Denaro. Il nuovo presidente è il primo in una generazione a vantare la sua ricchezza. Non fa mistero di usare il denaro come parametro per valutare la capacità di una persona. Chi sa fare soldi nel mondo del business è valutato meglio rispetto a chi ha le idee migliori ma non riesce a sfondare. L’imprenditore di successo è superiore al professore di greco. Perché, come sintetizza Davis Hanson (grecista appassionato): “Senza professori di greco, il mondo può ancora avere case e benzina; senza costruttori e trivellatori, nel mondo non potrebbero esistere professori di greco”.

Industrialismo. A questo proposito, il trumpismo esalta l’industria e ha per questo conquistato i cuori e le menti degli operai. Considerata come un settore estinto dai protagonisti della new economy (nata dalla rivoluzione informatica), l’industria viene esaltata dal nuovo presidente come la base di tutto. “Non solo perché le industrie producono il benessere di cui il paese ha bisogno, ma perché potenziano il tipo umano che fa da antidoto a quel che la società sta diventando”. Dunque una società solida contro una “liquida”, per usare un termine caro al defunto sociologo Baumann.

Sciovinismo. Se Barack Obama ha iniziato il suo primo mandato con un tour mondiale in cui ha espresso le scuse per la precedente politica estera americana, Trump ostenta la potenza nazionale. Non chiede scusa a nessuno, ritiene che gli interessi del cittadino americano vengano prima di quelli dello straniero, quelli del nativo prima di quelli dell’immigrato. “Il primo obbligo del governo è far sì che i cittadini stiano bene, al sicuro e con un impiego”

E all’estero?
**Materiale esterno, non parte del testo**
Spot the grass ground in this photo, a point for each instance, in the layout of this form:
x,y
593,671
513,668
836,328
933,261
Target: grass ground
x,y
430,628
Davis Hanson paragona la politica di Trump a quella del presidente Andrew Jackson (1829-1837), dove per “jacksonismo” si intende: “Avere un grande bastone al Dipartimento della Difesa come garanzia di non doverlo mai usare”. Dunque: potenziare le forze armate, in tutti i loro settori, per intimidire i potenziali nemici e indurli a non attaccare, a non provocare l’America. Ma senza usare l’esercito, all’estero, per ottenere scopi politici.

Come si può vedere, il trumpismo è l’opposto dell’obamismo. Almeno negli intenti, poi dall’opera si giudicherà.